Characterized by invasive growth and infiltrative dissemination, glioma is poorly diagnosed and prognosed at present. The mammalian diaphanous-related formin 1 (mDRF1), which is involved in a number of actin-related biological processes, has been found to participate in the process of invasion and metastasis in human breast cancer cells and to show abnormal expression under pathological conditions.

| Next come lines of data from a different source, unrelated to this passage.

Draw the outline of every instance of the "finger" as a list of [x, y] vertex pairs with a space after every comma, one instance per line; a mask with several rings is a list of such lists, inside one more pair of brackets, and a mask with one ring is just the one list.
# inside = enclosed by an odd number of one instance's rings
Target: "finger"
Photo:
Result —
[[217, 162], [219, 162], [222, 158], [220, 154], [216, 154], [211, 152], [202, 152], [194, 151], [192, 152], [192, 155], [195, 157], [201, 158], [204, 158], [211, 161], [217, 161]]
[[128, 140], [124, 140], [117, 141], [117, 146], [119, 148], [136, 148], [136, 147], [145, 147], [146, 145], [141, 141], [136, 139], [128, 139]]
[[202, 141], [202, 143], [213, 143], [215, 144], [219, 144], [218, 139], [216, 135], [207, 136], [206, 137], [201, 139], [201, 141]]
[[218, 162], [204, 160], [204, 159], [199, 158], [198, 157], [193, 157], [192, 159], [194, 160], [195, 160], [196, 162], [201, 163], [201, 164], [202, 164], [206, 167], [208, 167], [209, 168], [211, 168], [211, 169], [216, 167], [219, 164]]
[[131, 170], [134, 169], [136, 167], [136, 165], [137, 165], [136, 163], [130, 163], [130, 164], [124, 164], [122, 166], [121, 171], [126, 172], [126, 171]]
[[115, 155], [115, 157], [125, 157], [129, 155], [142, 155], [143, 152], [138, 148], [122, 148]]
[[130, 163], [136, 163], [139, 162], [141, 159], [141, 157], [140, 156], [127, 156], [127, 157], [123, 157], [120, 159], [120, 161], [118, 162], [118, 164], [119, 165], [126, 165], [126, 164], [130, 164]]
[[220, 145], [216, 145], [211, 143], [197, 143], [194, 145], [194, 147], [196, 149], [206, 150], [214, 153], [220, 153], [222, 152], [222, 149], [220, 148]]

However, the role of mDRF1 in glioma is not clear. In this study, we carried out a comprehensive analysis of the effects of mDRF1 on human glioma. We used siRNA to knock down mDRF1 expression in highly invasive U87 malignant glioma (MG) cells and examined the changes in cell proliferation, apoptosis, invasion and migration. Atomic force microscopy was used to examine invadopodia formation. Immunohistochemical and immunocytochemical assays were used to analyze the cellular localization and the expression levels of mDRF1 in human glioma tissue and in the U87 MG cells. Following the transfection of U87 MG cells with siRNA-mDRF1, their in vitro proliferation was significantly decreased, apoptosis was markedly increased, and invasion and metastasis were significantly inhibited. The results from atomic force microscopy revealed that invadopodia were formed at leading the edge of the U87 MG cells. However, following the silencing of mDRF1 by siRNA, the edge of the cells became smooth and the invadopodia disappeared. For in vivo experiments, nude mice were transplanted with tumor cells and then treated with siRNA-mDRF1. The results revealed that treatment with siRNA-mDRF1 significantly inhibited tumor growth and led to a decrease in the weight of the transplanted tumor. In conclusion, our data demonstrate that mDRF1 is highly expressed in human glioma tissue. The knockdown of mDRF1 in U87 MG cells led to a sharp decline in their invasive and metastatic ability, which effectively reduced the spread of glioma cells into the surrounding areas. To our knowledge, this is the first report showing that mDRF1 is a promising target for the treatment of malignant gliomas.